Shanghai tops 2013 list of world commodity exchanges

TOKYO -- The Shanghai Futures Exchange saw more turnover of commodity futures than any other exchange worldwide in 2013, a ranking from the Tokyo Commodity Exchange shows.

     The Shanghai exchange returned to first place after occupying the No. 4 spot in 2012, logging an 80% year-on-year surge in transactions that brought the total to 642 million contracts. The second spot was claimed by the New York Mercantile Exchange, and IntercontinentalExchange's ICE futures U.S. came in third.

     The Shanghai Futures Exchange's surge in volume owes in part to newly listed products and active precious metals trading. It started evening trading of silver and gold last July. Individual investors exploiting price differences with markets in such places as London and New York through arbitrage trading helped push up the volume.

     Trading volume for silver rose eightfold.
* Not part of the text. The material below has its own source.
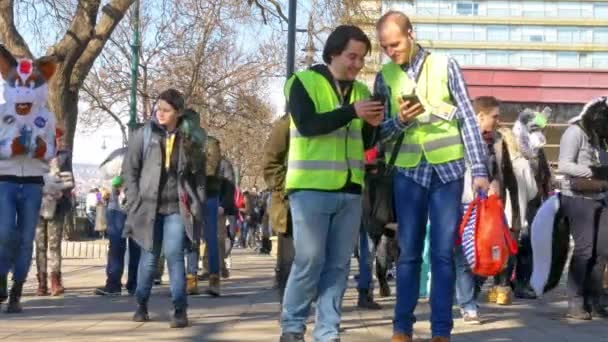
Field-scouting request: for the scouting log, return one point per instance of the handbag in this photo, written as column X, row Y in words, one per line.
column 378, row 194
And an uptick in gold imports to China increased the demand for futures to hedge against price fluctuation risks.

     Because participation in the Shanghai Futures Exchange is, in principle, limited to domestic investors due to government restrictions on capital transactions, the proportion of trade by individuals investors is high. With the real estate and stock markets sagging, retail investors have apparently moved more money into commodities.

     Some analysts see trading volume tending to be relatively high because of the prevalence of small-lot deals.

     U.S. exchanges have enjoyed steady trading as well. ICE futures U.S. saw volume jump ninefold, thanks in part to higher turnover of energy-related futures. The New York Mercantile Exchange, meanwhile, ticked up 7%.

     The Tokyo Commodity Exchange, which took over agricultural products after the Tokyo Grain Exchange disbanded last year, saw trading volume increase but still fell from 12th place to 13th.

     Overall, commodity futures trading in Japan has been in a slump, sliding 14% on the year in fiscal 2013, and individual investors continue to put their money elsewhere.

     The Tokyo Commodity Exchange compiled the ranking based on data from the U.S.-based Futures Industry Association.